Sobre la lucha de la orden jesuita por los jóvenes, por la escuela, sobre su influencia más dañina en el desarrollo de las ciencias, digamos en particular. Esto ayudará a comprender los orígenes de la formación de ideas y métodos fascistas y nacionalistas que tomaron los seguidores de los asuntos jesuitas. Stepan Bandera fue uno de ellos.



Desde los primeros años de la existencia de la "Compañía de Jesús", donde aparecían los jesuitas, inmediatamente intentaron establecer sus escuelas (los novicios (escuelas inferiores) y las universidades) y reclutar a jóvenes de familias ricas y distinguidas. También había hijos de protestantes entre ella, tentados por la enseñanza gratuita y rumores exagerados sobre los talentos pedagógicos de los seguidores de Loyola. Para los jesuitas, cada ocasión ofrecía una oportunidad conveniente para influir en las familias protestantes.

Por las mismas razones, en los siglos XVI y XVII, los jesuitas de Polonia reclutaron niños en sus escuelas, no solo católicos y protestantes, sino también señores feudales ortodoxos ucranianos y bielorrusos.

Menos de diez años después de la fundación de la orden, y los colegios ya se habían contabilizado en decenas y en Italia, y en España, y en Portugal, y en los Países Bajos, en la República Checa, Francia, Polonia, Hungría y Lituania. muy lejos la India y otros países. El Colegio Romano en 1555, cinco años después de su fundación, lanzó los primeros cien estudiantes que completaron el curso completo. En 1580, ella ya tenía más de graduados de 2000. Los historiadores católicos informan que por 1640, en el centenario de la orden, en todas sus escuelas había hasta 150 estudiantes 000.

Incluso si redujemos a la mitad y cuadruplicamos este número, que los propios jesuitas llamaron una vez, el hecho de que decenas de miles de jóvenes sistemáticamente, día tras día, fueron sometidos a un tratamiento jesuita ya en esos años lejanos, seguirá siendo indiscutible.

Los colegios enseñaron los inicios de la aritmética, la geometría, la astronomía, la música; Se prestó especial atención a las ciencias que necesitaban los predicadores: la gramática latina y griega, así como la retórica y la dialéctica (es decir, el arte de hablar y argumentar con elocuencia y elocuencia). Por cierto, a Bandera le encantaba tocar música.

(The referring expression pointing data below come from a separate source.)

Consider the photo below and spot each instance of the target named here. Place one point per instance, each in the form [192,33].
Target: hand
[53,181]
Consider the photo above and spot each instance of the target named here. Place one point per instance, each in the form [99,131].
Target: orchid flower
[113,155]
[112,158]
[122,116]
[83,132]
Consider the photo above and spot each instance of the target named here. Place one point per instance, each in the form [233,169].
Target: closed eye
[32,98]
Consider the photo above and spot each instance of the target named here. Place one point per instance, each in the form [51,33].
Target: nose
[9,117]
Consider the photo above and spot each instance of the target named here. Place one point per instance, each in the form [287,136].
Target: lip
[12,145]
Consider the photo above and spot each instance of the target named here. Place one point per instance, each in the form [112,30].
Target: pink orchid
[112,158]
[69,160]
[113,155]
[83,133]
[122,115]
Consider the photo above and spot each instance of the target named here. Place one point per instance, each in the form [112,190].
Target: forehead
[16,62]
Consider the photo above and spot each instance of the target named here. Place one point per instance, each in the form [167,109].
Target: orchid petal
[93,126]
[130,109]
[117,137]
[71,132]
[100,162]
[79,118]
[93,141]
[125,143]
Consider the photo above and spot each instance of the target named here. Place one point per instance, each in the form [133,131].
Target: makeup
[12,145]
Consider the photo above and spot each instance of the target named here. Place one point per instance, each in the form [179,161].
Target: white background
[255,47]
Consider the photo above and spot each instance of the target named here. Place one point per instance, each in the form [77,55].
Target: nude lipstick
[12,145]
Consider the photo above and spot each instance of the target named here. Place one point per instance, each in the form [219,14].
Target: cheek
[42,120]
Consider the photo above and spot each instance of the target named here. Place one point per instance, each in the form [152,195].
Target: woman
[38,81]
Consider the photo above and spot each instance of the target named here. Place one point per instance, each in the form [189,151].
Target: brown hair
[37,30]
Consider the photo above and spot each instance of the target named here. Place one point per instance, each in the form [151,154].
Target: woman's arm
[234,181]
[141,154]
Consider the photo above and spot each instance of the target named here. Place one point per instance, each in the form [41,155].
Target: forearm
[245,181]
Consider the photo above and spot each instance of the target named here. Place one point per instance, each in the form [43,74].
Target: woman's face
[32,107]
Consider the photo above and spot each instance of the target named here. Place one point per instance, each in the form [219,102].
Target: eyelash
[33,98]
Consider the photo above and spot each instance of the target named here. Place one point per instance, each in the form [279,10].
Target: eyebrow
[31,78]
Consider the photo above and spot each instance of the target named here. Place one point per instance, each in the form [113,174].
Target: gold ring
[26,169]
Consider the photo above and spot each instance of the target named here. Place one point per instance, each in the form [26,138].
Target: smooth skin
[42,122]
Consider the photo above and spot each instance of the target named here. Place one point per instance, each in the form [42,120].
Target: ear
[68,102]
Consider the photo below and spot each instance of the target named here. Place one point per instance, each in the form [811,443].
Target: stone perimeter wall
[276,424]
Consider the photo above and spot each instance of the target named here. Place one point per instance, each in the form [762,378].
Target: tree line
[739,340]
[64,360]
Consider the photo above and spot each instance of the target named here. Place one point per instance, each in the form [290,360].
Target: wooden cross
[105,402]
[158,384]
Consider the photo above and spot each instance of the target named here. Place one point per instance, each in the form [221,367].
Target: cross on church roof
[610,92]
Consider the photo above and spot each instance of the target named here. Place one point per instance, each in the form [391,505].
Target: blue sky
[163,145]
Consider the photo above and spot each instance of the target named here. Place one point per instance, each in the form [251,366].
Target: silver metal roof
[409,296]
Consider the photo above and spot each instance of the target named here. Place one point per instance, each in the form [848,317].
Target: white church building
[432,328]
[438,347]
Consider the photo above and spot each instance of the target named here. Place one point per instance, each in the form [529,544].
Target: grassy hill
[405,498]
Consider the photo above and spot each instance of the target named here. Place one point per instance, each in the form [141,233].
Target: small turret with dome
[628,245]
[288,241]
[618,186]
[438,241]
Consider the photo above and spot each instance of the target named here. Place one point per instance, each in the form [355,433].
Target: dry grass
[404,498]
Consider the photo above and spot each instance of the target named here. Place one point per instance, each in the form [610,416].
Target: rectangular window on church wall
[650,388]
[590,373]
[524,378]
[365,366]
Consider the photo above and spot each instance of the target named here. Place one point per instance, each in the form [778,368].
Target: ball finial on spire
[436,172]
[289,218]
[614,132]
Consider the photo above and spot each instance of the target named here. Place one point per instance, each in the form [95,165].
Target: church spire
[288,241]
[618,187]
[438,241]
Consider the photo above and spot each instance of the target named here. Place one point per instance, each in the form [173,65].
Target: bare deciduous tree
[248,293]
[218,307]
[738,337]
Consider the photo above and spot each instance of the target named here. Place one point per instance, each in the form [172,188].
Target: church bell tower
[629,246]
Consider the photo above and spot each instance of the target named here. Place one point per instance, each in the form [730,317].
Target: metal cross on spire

Sobre todo esto estuvo, por supuesto, la teología. A un estudiante se le podría hacer un orador, un misionero, un maestro, un "líder de conciencia", el confesor de alguna persona rica.

Voltaire, que estudió en la universidad jesuita en su juventud, escribió sobre los resultados de su enseñanza: “No sabía que Francisco I fue capturado por Pavía o dónde estaba Pavía; No conocía el país en el que nací, ni conocía las leyes principales ni los intereses de mi país de origen; No entendí nada en matemáticas, nada en filosofía sana; Sólo sabía latín y sin sentido ".

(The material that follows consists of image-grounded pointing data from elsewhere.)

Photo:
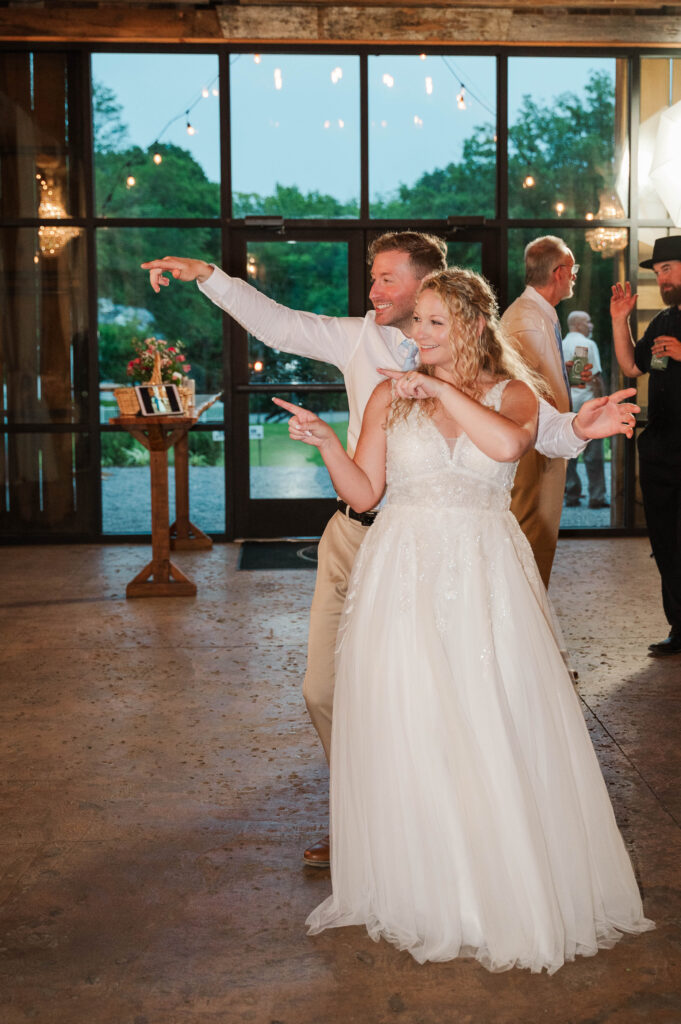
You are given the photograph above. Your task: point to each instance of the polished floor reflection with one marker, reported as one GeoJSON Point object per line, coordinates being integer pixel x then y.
{"type": "Point", "coordinates": [159, 781]}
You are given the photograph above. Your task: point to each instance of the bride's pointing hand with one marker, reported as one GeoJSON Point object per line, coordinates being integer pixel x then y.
{"type": "Point", "coordinates": [305, 426]}
{"type": "Point", "coordinates": [413, 384]}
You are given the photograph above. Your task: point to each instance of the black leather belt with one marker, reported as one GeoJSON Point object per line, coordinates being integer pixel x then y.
{"type": "Point", "coordinates": [366, 518]}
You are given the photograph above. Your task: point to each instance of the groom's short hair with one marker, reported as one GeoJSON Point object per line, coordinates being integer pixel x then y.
{"type": "Point", "coordinates": [427, 253]}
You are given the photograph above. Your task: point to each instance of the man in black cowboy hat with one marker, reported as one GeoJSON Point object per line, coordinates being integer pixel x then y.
{"type": "Point", "coordinates": [658, 352]}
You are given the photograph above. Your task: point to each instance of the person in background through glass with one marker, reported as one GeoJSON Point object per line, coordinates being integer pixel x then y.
{"type": "Point", "coordinates": [580, 329]}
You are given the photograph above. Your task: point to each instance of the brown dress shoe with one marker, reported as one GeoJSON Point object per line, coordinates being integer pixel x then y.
{"type": "Point", "coordinates": [318, 855]}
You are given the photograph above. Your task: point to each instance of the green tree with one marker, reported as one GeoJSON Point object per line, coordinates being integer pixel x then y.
{"type": "Point", "coordinates": [567, 147]}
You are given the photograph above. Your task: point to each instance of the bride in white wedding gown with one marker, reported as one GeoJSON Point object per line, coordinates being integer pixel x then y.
{"type": "Point", "coordinates": [469, 816]}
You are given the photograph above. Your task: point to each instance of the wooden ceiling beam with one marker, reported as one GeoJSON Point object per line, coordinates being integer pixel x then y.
{"type": "Point", "coordinates": [322, 24]}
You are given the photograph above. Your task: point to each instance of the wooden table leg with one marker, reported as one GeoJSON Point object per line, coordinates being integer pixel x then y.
{"type": "Point", "coordinates": [183, 535]}
{"type": "Point", "coordinates": [160, 578]}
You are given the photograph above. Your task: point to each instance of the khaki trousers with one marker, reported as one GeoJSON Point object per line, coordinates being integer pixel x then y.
{"type": "Point", "coordinates": [537, 502]}
{"type": "Point", "coordinates": [336, 554]}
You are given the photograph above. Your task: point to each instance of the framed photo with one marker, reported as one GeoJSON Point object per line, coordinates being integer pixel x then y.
{"type": "Point", "coordinates": [159, 399]}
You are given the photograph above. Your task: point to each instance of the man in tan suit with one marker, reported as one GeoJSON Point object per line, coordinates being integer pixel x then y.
{"type": "Point", "coordinates": [531, 320]}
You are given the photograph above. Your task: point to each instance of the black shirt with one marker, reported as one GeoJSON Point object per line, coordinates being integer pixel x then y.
{"type": "Point", "coordinates": [661, 441]}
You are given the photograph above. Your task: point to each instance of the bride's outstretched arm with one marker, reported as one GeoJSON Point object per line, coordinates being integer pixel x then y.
{"type": "Point", "coordinates": [359, 481]}
{"type": "Point", "coordinates": [504, 435]}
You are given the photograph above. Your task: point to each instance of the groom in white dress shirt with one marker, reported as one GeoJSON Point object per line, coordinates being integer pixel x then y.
{"type": "Point", "coordinates": [357, 345]}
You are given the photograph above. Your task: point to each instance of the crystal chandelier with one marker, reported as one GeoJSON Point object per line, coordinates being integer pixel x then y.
{"type": "Point", "coordinates": [608, 241]}
{"type": "Point", "coordinates": [51, 238]}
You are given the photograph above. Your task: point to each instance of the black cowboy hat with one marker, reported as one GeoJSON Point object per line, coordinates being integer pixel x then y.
{"type": "Point", "coordinates": [665, 249]}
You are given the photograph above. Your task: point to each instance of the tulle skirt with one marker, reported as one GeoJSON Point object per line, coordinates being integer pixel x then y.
{"type": "Point", "coordinates": [469, 816]}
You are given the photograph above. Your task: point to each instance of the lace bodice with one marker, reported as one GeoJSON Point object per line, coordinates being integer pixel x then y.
{"type": "Point", "coordinates": [422, 470]}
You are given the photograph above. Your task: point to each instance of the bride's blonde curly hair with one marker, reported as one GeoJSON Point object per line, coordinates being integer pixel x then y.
{"type": "Point", "coordinates": [476, 340]}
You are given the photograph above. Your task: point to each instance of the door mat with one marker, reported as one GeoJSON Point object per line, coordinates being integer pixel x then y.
{"type": "Point", "coordinates": [278, 555]}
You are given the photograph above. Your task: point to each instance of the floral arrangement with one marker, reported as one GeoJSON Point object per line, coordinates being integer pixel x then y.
{"type": "Point", "coordinates": [173, 360]}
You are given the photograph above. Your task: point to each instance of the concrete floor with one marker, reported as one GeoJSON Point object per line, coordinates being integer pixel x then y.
{"type": "Point", "coordinates": [159, 781]}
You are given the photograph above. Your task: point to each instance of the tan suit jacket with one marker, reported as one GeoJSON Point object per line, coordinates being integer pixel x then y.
{"type": "Point", "coordinates": [538, 492]}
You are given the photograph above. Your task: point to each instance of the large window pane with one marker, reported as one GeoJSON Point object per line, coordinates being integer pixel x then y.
{"type": "Point", "coordinates": [43, 343]}
{"type": "Point", "coordinates": [295, 134]}
{"type": "Point", "coordinates": [126, 496]}
{"type": "Point", "coordinates": [592, 294]}
{"type": "Point", "coordinates": [157, 134]}
{"type": "Point", "coordinates": [309, 275]}
{"type": "Point", "coordinates": [40, 162]}
{"type": "Point", "coordinates": [282, 468]}
{"type": "Point", "coordinates": [432, 146]}
{"type": "Point", "coordinates": [567, 148]}
{"type": "Point", "coordinates": [45, 483]}
{"type": "Point", "coordinates": [129, 310]}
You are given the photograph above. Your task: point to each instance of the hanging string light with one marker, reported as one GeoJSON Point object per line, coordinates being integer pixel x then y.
{"type": "Point", "coordinates": [607, 241]}
{"type": "Point", "coordinates": [157, 156]}
{"type": "Point", "coordinates": [465, 88]}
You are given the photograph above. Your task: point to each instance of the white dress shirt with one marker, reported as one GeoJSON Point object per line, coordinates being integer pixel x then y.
{"type": "Point", "coordinates": [356, 345]}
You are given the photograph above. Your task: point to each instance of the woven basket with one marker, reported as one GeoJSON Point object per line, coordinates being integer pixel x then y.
{"type": "Point", "coordinates": [127, 400]}
{"type": "Point", "coordinates": [187, 397]}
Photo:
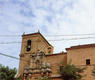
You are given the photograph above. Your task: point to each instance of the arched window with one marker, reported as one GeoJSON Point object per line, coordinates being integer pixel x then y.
{"type": "Point", "coordinates": [28, 48]}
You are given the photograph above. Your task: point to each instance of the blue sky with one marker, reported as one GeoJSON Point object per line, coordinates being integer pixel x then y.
{"type": "Point", "coordinates": [52, 17]}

La escritora Fontenelle, contemporánea de Voltaire, también aprendió de los jesuitas y lo recordó con igual amargura: "Tenía apenas diez años cuando empecé a no entender nada".

En algunos lugares, por el bien de los colegios y academias publicitarias, así como para mejorar su reputación como grandes maestros, los jesuitas compraron valiosas herramientas y ayudas visuales para el dinero de los clientes ricos, recogieron bibliotecas. Así, en 1766, la Academia Jesuita de Vilna emitió un sextante y un instrumento de tránsito desde París, bajo la supervisión del famoso astrónomo Laland. Cabe señalar, sin embargo, que con la ayuda de estas valiosas herramientas y dispositivos, los estudiantes no fueron inculcados, ni una cosmovisión copernicana avanzada, sino una Ptolemaica obsoleta.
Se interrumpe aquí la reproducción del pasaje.